Taken by schoolchildren who were taught basic photography and given point-and-shoot cameras, the pictures chronicle the disrepair and neglect in Baltimore's public schools.

There are photographs of broken toilets, lead-contaminated fountains, desolate playgrounds. One picture is of a television set, turned on in a biology class, a stark reminder of the challenges faced by an 88,000-student district that consistently ranks near the bottom in Maryland for academic performance.

Yet scattered among them are moments of joy, photos that capture the resilience of inner-city children determined to learn even in dismal surroundings. Several students focused on inspiring teachers; others, vivid art murals or science projects. One snapshot shows a long list of college acceptances posted on a bulletin board at City College, known for its academic rigor and distinguished alumni.

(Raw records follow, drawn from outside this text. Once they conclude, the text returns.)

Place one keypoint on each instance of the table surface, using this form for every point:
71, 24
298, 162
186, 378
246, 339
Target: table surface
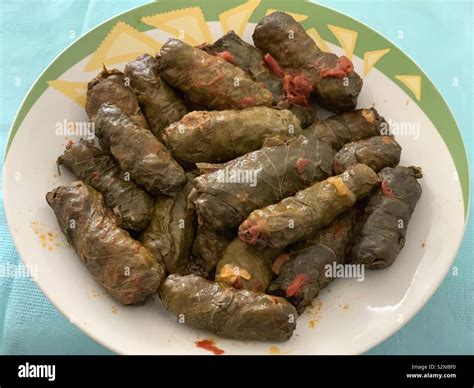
436, 34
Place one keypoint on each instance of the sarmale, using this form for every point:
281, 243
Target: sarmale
227, 312
127, 271
208, 80
298, 217
382, 230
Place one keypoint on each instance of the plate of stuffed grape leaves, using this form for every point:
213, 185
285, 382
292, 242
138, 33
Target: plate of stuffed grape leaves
236, 177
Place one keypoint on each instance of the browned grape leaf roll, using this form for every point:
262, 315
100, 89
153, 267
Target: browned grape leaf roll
208, 248
112, 87
298, 217
208, 80
242, 54
171, 231
302, 272
130, 203
383, 227
139, 152
220, 136
347, 127
225, 197
127, 271
306, 67
376, 152
160, 104
227, 312
244, 267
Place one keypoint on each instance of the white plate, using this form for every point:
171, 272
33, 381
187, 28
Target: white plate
349, 317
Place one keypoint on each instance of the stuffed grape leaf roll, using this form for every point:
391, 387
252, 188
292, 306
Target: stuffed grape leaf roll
160, 104
244, 267
170, 233
112, 87
227, 312
347, 127
303, 272
297, 217
383, 227
241, 54
208, 80
376, 152
207, 249
224, 198
306, 67
127, 271
130, 203
139, 152
219, 136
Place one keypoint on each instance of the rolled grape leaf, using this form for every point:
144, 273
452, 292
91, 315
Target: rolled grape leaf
220, 136
160, 104
298, 217
383, 227
138, 152
306, 67
126, 270
302, 272
244, 267
130, 203
171, 231
112, 87
208, 80
224, 198
208, 248
348, 127
245, 56
227, 312
376, 152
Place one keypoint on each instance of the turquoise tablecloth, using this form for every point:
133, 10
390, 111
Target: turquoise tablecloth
437, 35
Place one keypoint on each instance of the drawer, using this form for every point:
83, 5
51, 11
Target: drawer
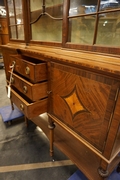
29, 109
32, 91
33, 69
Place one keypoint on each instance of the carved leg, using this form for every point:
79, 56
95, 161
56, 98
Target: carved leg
51, 126
103, 169
12, 104
118, 168
26, 121
103, 173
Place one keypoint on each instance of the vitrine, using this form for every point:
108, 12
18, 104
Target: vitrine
62, 59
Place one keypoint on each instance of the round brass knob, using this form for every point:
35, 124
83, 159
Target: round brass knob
27, 70
12, 80
21, 107
25, 89
13, 63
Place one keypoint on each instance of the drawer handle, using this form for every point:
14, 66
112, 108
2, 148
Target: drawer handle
25, 89
12, 80
27, 70
21, 107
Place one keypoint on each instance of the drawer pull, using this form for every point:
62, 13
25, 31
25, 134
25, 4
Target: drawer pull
27, 70
25, 89
21, 107
12, 80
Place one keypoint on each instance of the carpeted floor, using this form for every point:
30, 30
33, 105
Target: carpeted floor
24, 152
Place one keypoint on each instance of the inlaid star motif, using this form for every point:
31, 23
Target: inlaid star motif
74, 103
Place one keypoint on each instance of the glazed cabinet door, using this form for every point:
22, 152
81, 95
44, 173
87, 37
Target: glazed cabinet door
84, 102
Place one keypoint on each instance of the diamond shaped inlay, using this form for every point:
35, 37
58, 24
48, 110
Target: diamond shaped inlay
74, 103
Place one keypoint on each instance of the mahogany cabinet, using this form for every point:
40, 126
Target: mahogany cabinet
4, 37
66, 76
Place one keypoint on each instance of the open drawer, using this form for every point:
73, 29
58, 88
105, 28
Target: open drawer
29, 109
32, 91
33, 69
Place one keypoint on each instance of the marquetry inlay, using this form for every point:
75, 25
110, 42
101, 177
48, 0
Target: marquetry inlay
74, 103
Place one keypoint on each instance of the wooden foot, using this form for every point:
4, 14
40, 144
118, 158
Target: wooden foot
12, 105
51, 126
118, 168
103, 173
26, 121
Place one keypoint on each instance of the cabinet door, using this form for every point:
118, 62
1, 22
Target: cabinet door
84, 101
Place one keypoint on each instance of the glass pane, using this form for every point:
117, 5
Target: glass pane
109, 4
13, 32
82, 7
53, 2
20, 29
47, 29
35, 5
11, 11
109, 29
54, 7
81, 30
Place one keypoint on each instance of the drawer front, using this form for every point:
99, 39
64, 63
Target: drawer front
30, 110
32, 91
33, 69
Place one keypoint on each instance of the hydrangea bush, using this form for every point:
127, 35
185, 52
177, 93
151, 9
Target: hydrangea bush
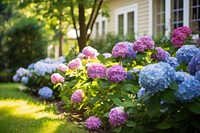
136, 87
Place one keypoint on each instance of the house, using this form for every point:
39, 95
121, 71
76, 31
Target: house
152, 17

"We didn't want to just pan the schools," said Adam Levner, 30, who coached the middle- and high-school students in documentary techniques. "But there are things that obviously need to be addressed, that speak to just how drastic the underfunding has been."

He and a college friend, Heather Rieman, 31, dreamed up the project two years ago while talking about how often urban schools get shortchanged. Eventually, they both quit their jobs and devoted nearly a year to recording what city schools look like.

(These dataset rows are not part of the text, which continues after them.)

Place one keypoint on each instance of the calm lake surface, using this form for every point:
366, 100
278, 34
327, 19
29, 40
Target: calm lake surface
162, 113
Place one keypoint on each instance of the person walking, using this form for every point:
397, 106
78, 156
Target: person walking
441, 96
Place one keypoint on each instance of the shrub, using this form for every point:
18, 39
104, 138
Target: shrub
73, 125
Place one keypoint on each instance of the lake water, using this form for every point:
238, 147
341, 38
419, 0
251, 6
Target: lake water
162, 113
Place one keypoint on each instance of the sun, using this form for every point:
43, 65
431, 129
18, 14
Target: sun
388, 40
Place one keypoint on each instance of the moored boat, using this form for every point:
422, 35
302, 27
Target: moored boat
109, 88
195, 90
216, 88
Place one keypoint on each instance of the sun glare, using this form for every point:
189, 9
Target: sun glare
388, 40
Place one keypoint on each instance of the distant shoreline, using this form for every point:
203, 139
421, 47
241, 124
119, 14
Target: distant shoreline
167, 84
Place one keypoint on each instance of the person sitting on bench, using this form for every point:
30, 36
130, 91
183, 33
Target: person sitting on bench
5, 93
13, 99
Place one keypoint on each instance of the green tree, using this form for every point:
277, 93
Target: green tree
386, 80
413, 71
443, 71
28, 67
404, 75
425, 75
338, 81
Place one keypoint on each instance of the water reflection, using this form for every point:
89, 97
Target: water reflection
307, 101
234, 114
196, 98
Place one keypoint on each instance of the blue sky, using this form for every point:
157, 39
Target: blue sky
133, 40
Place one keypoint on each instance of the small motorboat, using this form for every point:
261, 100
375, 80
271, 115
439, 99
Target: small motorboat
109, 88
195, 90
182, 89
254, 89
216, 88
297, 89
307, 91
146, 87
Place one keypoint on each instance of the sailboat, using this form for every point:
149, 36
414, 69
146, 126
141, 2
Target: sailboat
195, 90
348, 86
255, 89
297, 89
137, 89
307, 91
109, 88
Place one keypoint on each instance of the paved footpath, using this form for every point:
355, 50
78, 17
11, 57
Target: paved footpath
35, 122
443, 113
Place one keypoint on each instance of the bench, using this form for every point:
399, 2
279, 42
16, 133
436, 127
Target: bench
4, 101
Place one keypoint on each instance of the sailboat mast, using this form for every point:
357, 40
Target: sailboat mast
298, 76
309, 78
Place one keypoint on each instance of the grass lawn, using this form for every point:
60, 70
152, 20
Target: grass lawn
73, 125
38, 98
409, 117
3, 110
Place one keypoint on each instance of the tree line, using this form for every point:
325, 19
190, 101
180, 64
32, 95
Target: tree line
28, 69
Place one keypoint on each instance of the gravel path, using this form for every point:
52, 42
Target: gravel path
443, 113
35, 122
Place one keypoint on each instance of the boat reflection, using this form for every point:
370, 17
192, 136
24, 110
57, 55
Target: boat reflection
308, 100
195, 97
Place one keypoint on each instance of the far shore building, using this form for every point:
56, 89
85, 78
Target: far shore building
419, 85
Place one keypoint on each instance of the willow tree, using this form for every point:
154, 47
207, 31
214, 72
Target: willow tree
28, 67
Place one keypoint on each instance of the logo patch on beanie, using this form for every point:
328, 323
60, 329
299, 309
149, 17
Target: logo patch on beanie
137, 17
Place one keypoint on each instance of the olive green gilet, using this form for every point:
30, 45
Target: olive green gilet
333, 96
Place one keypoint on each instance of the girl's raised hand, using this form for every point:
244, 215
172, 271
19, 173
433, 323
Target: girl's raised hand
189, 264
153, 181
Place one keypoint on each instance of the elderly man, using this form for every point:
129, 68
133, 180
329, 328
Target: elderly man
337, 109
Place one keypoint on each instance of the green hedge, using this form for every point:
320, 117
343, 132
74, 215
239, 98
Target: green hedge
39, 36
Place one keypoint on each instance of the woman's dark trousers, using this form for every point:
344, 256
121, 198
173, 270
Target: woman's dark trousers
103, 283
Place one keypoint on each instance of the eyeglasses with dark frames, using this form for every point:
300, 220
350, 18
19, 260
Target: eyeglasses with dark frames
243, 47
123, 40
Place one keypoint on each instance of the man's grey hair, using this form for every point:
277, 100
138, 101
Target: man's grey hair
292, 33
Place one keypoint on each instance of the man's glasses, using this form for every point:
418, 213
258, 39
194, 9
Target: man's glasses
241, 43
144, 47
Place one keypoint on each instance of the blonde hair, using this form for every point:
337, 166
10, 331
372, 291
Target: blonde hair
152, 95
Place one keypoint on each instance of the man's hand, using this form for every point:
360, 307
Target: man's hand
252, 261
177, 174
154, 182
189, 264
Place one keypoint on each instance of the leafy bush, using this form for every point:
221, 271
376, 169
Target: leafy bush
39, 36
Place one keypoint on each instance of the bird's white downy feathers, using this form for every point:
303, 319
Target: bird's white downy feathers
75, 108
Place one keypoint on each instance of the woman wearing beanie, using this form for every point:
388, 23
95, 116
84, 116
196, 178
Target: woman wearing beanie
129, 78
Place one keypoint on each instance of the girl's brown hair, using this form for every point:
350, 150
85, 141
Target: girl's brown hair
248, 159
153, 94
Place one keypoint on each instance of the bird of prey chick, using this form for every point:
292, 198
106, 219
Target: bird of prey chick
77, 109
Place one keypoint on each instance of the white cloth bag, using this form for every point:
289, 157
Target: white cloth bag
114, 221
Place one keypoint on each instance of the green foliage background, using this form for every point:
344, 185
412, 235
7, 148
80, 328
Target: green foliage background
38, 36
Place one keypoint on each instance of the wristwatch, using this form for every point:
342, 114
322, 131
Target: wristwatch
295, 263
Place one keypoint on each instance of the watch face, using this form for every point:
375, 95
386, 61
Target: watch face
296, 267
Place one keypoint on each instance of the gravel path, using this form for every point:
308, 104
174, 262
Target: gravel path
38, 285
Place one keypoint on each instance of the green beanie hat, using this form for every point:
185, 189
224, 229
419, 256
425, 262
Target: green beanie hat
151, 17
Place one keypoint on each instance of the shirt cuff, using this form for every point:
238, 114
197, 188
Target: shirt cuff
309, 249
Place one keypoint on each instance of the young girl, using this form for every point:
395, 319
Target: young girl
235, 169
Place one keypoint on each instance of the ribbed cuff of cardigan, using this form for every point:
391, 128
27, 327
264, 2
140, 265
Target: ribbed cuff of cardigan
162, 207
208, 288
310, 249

Levner and Rieman, both amateur photographers who live in Washington, figured the best way to illustrate the often obscure debate over funding inequities would be through the eyes of schoolchildren. Their idea reflects the growing popularity of children's photography as a form of documentary. Earlier this year, Born Into Brothels, a film featuring candid snapshots by children in Calcutta's red-light district, won an Academy Award.

"A lot of policymakers never set foot in these schools. They don't know what it's like," said Rieman, who was on a fellowship at the U.S. Education Department when they began planning the project.

Levner, a community organizer at a Washington nonprofit, agreed. He had seen how well-run affluent private schools can be when he taught briefly at the Potomac School in northern Virginia.

Baltimore was a natural choice, Levner said, since its 184 public schools long have been mired in bitter court and legislative battles over chronic funding shortages.

He and Rieman could see the evidence everywhere: in old brick buildings full of peeling paint, in trash-strewn stairwells and concrete playgrounds.

They teamed with Community Law in Action, a youth advocacy program in Baltimore, and landed a $12,500 grant from the Annie E. Casey Foundation. In short order, they had purchased dozens of 35 mm Canon cameras and began teaching students from Community Law in Action programs, as well as an after-school program in Reservoir Hill and at Crossroads Middle School, a charter school east of the Inner Harbor.

The students' assignment was simple: Photograph the best and worst of their schools.

Initially, Levner and Rieman hoped to illustrate the disparities between city and suburban schools. But they had trouble finding better-funded schools willing to participate. Eventually, they hooked up with an after-school program for immigrant girls in Takoma Park in Montgomery County.

Photographs by two of the students at Takoma Park are in the exhibit: a well-stocked library and a sleek gym. But the girls are mostly from poor Latino, African and Caribbean immigrant families who live in crowded apartments on the edge of the hip, artistic town. They see their own share of inequalities.

Before she began shooting, student Bessie Moreno brainstormed with Levner. "I want to get into how there aren't any Spanish kids in the magnet class. How we're still separate," said Bessie, whose parents are Salvadoran and Ecuadorean. But she wasn't allowed to photograph the class.